Tianjin Kay Laboratory of Composite and Functional Materials, School of Materials Science and Engineering, Tianjin University, Tianjin 300072, People's Republic of China.
Nanotechnology. 2012 Dec 7;23(48):485401. doi: 10.1088/0957-4484/23/48/485401. Epub 2012 Nov 2.

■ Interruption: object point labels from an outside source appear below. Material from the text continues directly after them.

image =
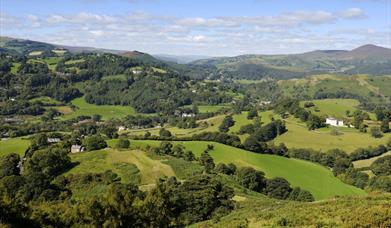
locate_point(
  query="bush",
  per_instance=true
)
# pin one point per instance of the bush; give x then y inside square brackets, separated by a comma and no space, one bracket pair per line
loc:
[94,142]
[278,188]
[375,132]
[382,166]
[251,179]
[123,143]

Coaxial nanorods with a single-crystalline core and nanocrystal sensitizer shell are a promising nanostructure to enhance the performance of semiconductor sensitized solar cells. Herein, we report the fabrication of coaxial nanorods by depositing n-type CdS and p-type CdTe nanocrystals sequentially on ZnO nanorods. We find that p-type CdTe nanocrystals can work jointly with n-type CdS nanocrystals to enhance the photocurrent and voltage, achieving a conversion efficiency more than three times that of pure ZnO/CdS nanorods. Electrochemical impedance spectroscopy characterization suggests that the stepwise band structure of ZnO/CdS/CdTe is conducive to improving charge separation and extending the electron diffusion length, finally contributing to a high conversion efficiency.
核壳型同轴纳米棒具有单晶核和纳米晶敏化壳,是提高半导体敏化太阳能电池性能的一种很有前途的纳米结构。本文报道了通过在 ZnO 纳米棒上依次沉积 n 型 CdS 和 p 型 CdTe 纳米晶来制备核壳型同轴纳米棒。我们发现,p 型 CdTe 纳米晶可以与 n 型 CdS 纳米晶共同作用,从而提高光电流和电压,实现了比纯 ZnO/CdS 纳米棒高出三倍多的转换效率。电化学阻抗谱表征表明,ZnO/CdS/CdTe 的分步能带结构有利于提高电荷分离和延长电子扩散长度,最终实现高转换效率。